However, Rich says that manipulation implied that there was something sinister at play, when companies simply want to offer healthier choices.
“Even Sanitarium tweaked Weet-Bix to get the five-star [rating]. One of the things that surprised me with the rollout of the health star rating, we've got about 5000 products with it on now, is the amount of reformulation that's driven.
“We've spoken about sugar today and there’s one piece that’s not quite right, you can't compensate for sugar. The health star rating actually punishes sugar, so you can't add so much fibre that you cancel it out.”
Sugar and sodium are some of the growing concerns about packaged food products, and Dr Lai says the draft report has recommended that they be more heavily penalised in the HSR.
“The review has also looked at how the algorithms deal with salt and the draft review has actually proposed that sodium be penalised more, so get a greater negative rating in the algorithms.”

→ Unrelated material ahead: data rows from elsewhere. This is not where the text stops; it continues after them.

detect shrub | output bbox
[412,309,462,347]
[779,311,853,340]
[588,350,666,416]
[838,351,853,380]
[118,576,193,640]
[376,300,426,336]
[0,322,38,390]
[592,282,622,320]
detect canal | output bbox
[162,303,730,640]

For a better HSR, algorithms should also make a difference between added sugar and natural sugars, Bezzant says.
But Rich says that something bigger was missing from the discussion of the HSR, and that was that labels will not necessarily change consumer habits.
“I wonder sometimes whether we can have ongoing discussions about the HSR itself, and we're missing the bigger picture, which is how do we get people to make healthier choices in the supermarket?
“I think if you're looking at people who do have poor diets, they're eating more of everything. They're eating too much fat, they're eating too much sugar, too much salt, and they're not moving enough.
“So many of those consumers are the ones we need to get to make sure that they've got information to make choices, and that's education.”